Palavras soldados, contra a indiferença e a memória curta, a mesquinhez e hipocrisia dos que nos têm tratado com desdém e continuam a ignorar-nos a nós os europeus e pior, muito pior, os camaradas africanos.
Abraço fraterno
Eduardo Estrela
Obrigado, Eduardo, meu camarada da CCAÇ 14. És sempre bem aparecido. Luis
Luís
Que escrito. Caminhei na estrada para a Ponta do Inglês e assisti às evacuações em Madina. Pareceu-me que senti o cheiro da pólvora e do sangue, dos nossos camaradas.
Como é possível 52 anos depois sentir que ainda sofres.

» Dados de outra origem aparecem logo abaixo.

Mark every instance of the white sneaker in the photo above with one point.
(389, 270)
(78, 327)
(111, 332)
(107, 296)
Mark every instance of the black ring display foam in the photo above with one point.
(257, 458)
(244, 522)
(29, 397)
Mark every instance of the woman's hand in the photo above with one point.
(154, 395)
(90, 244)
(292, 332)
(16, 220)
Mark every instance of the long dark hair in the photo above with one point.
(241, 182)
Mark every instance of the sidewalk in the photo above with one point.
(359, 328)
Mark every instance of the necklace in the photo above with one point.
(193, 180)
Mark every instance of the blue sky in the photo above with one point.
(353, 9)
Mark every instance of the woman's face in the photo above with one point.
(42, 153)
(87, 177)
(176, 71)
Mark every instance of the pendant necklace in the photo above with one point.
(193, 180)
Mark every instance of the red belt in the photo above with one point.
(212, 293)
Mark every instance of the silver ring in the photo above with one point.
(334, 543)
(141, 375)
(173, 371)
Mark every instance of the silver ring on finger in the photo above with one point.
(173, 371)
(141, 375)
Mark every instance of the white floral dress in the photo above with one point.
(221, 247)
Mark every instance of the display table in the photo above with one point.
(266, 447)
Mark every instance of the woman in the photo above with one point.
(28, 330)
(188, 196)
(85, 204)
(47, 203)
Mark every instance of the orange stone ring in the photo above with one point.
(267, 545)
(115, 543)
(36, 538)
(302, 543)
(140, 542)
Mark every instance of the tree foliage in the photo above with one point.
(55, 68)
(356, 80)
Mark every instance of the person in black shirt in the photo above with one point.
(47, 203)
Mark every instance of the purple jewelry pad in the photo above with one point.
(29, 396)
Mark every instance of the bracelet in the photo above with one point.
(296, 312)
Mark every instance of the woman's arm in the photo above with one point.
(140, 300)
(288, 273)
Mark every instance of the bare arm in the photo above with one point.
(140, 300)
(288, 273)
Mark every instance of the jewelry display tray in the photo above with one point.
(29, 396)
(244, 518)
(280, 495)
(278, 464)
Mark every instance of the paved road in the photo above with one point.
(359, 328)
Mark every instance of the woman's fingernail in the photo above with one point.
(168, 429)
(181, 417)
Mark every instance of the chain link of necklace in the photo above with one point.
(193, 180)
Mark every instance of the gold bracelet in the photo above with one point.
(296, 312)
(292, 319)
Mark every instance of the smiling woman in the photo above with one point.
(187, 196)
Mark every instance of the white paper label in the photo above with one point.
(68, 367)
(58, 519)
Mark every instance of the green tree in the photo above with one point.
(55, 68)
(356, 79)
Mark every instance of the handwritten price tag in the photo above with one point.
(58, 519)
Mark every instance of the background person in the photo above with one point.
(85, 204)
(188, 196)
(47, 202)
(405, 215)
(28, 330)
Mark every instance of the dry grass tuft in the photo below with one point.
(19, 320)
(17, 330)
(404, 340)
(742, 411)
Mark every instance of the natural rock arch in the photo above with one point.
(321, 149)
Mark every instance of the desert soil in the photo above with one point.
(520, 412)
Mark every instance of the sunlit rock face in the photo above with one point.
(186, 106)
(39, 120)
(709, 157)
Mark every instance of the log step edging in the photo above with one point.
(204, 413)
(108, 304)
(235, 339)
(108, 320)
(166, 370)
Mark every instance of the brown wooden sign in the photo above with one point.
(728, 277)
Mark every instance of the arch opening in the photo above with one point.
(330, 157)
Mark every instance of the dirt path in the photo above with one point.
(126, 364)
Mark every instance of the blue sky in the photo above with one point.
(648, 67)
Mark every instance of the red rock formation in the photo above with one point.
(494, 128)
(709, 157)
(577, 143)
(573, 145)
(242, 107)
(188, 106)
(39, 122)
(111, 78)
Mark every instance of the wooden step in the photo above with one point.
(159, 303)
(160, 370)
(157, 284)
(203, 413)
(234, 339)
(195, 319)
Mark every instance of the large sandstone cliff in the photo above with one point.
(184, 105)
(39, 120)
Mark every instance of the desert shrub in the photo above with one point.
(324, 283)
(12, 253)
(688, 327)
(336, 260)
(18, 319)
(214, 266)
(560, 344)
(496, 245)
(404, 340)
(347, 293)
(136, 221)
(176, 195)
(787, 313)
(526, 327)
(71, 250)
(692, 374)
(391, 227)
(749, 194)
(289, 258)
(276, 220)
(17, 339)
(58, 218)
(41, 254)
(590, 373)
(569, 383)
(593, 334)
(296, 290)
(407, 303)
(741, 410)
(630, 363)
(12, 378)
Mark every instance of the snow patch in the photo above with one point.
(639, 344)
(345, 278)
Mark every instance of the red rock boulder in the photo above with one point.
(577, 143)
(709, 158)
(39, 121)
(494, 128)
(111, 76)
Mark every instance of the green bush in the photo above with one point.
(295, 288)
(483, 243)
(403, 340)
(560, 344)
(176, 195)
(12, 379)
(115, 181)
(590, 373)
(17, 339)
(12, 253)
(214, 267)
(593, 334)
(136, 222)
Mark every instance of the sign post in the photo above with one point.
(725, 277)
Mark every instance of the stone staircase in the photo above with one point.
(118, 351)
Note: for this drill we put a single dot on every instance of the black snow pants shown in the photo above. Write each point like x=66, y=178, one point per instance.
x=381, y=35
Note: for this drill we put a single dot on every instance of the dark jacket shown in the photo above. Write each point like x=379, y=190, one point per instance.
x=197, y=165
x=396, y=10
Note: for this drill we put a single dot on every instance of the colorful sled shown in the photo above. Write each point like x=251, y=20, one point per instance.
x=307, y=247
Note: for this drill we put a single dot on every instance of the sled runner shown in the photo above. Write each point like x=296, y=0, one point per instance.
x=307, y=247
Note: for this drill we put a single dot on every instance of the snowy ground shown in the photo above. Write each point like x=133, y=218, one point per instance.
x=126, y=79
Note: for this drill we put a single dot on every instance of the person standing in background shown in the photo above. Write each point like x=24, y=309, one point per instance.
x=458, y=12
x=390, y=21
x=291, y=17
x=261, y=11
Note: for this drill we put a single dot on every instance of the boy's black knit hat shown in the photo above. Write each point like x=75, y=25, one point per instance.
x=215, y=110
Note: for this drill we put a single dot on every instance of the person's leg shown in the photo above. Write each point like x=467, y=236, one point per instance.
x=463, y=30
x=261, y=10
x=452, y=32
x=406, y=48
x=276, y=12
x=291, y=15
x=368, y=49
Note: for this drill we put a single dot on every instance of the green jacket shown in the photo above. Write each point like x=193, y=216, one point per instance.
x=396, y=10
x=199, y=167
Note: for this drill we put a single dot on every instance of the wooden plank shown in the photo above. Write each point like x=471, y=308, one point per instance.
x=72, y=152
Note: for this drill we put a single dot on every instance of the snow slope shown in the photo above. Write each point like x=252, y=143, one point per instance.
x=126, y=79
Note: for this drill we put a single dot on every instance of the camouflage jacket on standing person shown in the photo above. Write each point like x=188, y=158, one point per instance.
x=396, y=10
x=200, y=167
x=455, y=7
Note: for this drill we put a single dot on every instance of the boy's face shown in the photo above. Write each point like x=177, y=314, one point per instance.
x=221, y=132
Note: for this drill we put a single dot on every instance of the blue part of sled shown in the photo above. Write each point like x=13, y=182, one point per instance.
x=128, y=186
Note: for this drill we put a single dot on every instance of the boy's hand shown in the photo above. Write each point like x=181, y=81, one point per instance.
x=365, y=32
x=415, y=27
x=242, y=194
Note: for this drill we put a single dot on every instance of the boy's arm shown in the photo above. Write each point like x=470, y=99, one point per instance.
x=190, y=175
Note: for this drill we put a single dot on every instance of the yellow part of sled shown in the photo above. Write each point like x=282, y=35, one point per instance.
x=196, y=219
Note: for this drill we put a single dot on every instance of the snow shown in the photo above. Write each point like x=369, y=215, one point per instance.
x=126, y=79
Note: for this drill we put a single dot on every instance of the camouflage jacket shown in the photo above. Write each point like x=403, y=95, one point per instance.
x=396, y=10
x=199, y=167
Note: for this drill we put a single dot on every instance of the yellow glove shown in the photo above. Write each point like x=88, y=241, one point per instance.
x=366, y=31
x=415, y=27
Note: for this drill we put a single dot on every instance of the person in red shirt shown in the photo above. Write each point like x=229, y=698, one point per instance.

Um abraço solidário de camaradagem
António Duarte
cart 3493 e ccaç 12 de dez 71 a jan 74
Luís :
Um poema que diz tudo o mais que o relato não diz, que fala em mais do que números. Do relato depreende-se que morreram seis camaradas nossos na verdura da vida, ao serviço dos desígnios pátrios. O poema reconduz-nos ao sofrimento que precedia os momentos piores, nos dias em que se pensava qual de nós se despediria da vida.
Um grande abraço.
Obrigado Luís pelo poema. Confesso que, apesar da idade, ainda somos capazes de nos emocionar pelos amigos e camaradas perdidos na guerra. Fizeste com que me emocionasse, quer pelo relato, quer pelo poema. Obrigado e não esqueceremos aqueles que, tão na flor da idade, morreram. Abraço. Luís Dias
Caro Luís
Comovente.
A dor, a raiva, até a perplexidade pela circunstância do pequeno lapso de tempo que decorre entre o convívio da madrugada e momento fatal, tudo isso está noo poema.